NHS reforms moved swiftly up the political agenda at the outset of campaigning for the local and European elections after the charity Age Concern demanded an inquiry into why two pensioners were refused treatment by their local hospitals.
Johnnie Gray, 73, a former bandleader from Brighton with chronic arthritis, and Fred Steadman, 78, of London, who had chest pains, both said yesterday that they were told they could not be accepted for treatment because of their age.
Mr Gray, who during his career played saxophone with Ted Heath's band and on some Beatles records, as well as leading his own band, said that when he asked Newhaven Downs hospital in East Sussex why physiotherapy was being discontinued he was told: 'We are sorry Mr Gray, we can't treat you because you are over 65.'
Mr Steadman said that when his GP telephoned the Royal Free Hospital in Hampstead, north London, to refer him to a heart specialist, the reply was 'they wouldn't accept me because I was over 70'.
Sue Marshall, in charge of physiotherapy at Brighton Healthcare Trust, responsible for the Newhaven hospital, told BBC radio: 'There has to be a fund cut-off point.' People below 65 would be more likely to be at work and would need to get better more quickly. 'It is a fairly arbitrary level of cut- off.' John Spiers, chairman of the trust, denied any policy of discrimination. It was a question of targeting care.

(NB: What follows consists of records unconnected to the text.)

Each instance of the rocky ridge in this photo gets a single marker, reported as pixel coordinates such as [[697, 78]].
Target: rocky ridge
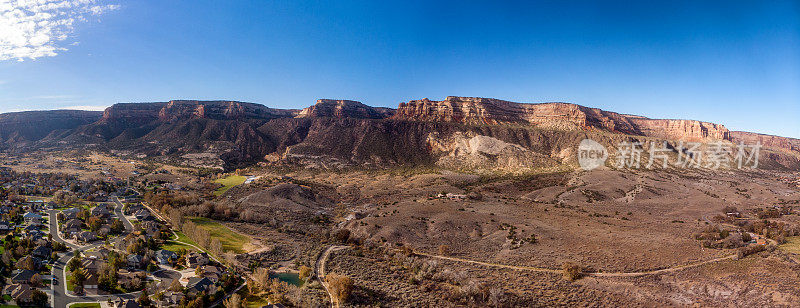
[[455, 132]]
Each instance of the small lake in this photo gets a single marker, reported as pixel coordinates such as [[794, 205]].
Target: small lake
[[290, 278]]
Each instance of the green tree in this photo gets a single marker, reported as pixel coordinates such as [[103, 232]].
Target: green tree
[[78, 277], [39, 298]]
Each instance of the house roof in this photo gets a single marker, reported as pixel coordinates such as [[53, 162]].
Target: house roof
[[31, 215], [199, 284], [23, 275], [135, 258]]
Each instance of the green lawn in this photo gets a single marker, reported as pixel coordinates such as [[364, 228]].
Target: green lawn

During furious exchanges with Margaret Beckett, Labour's deputy leader, Mr Major was twice asked by Betty Boothroyd, the Speaker, to withdraw his accusation that Mrs Beckett had been 'peddling untruths' in claiming that the patients had been denied treatment because of the Government's NHS changes. Amid uproar from the Labour benches, Mr Major rephrased his answer to insist that Mrs Beckett had been 'misleading the House' and that neither of the two patients had been refused treatment. In both cases they were 'offered better treatment'.
While ministers insist that that the setting of priorities by hospital trusts may mean discontinuing some treatments at certain ages, there was widespread embarrassment at apparent examples of what David Blunkett, Labour's health spokesman, called the 'blanket exclusion' of patients on the grounds of age.
As both the Brighton Trust and The Royal Free Trust sought to deflect charges that they operated blanket discrimination, the Royal Free admitted that Mr Steadman's GP, Laurence Buckman, had been given 'inappropriate advice'.
Mr Steadman was refused treatment because of his age after he had gone to Dr Buckman complaining of chest pain. 'He needed to see a heart specialist,' Dr Buckman said. 'I phoned the admitting team at the Royal Free and was told that his district health authority does not have a contract for people of his age to go to that hospital, although it is the nearest and he has been treated there before. I was told they would not admit him under any circumstances because of his age. He obtained treatment elsewhere.'
Elderly people in Kent have protested at a decision by an NHS trust to treat the over-75s at a separate hospital from younger patients. Patients from Tunbridge Wells who are over 75 will be treated at the Pembury Hospital, while others will be treated at the Kent and Sussex Hospital.
The Kent and Sussex Weald NHS Trust said older patients would get better specialist care by geriatric consultants. Part of the decision had been brought about by the reorganisation needed to make sure junior doctors worked fewer hours.
Critics say that medical need, not age, should determine where patients are treated. Pembury has no accident and emergency department and only limited surgical facilities.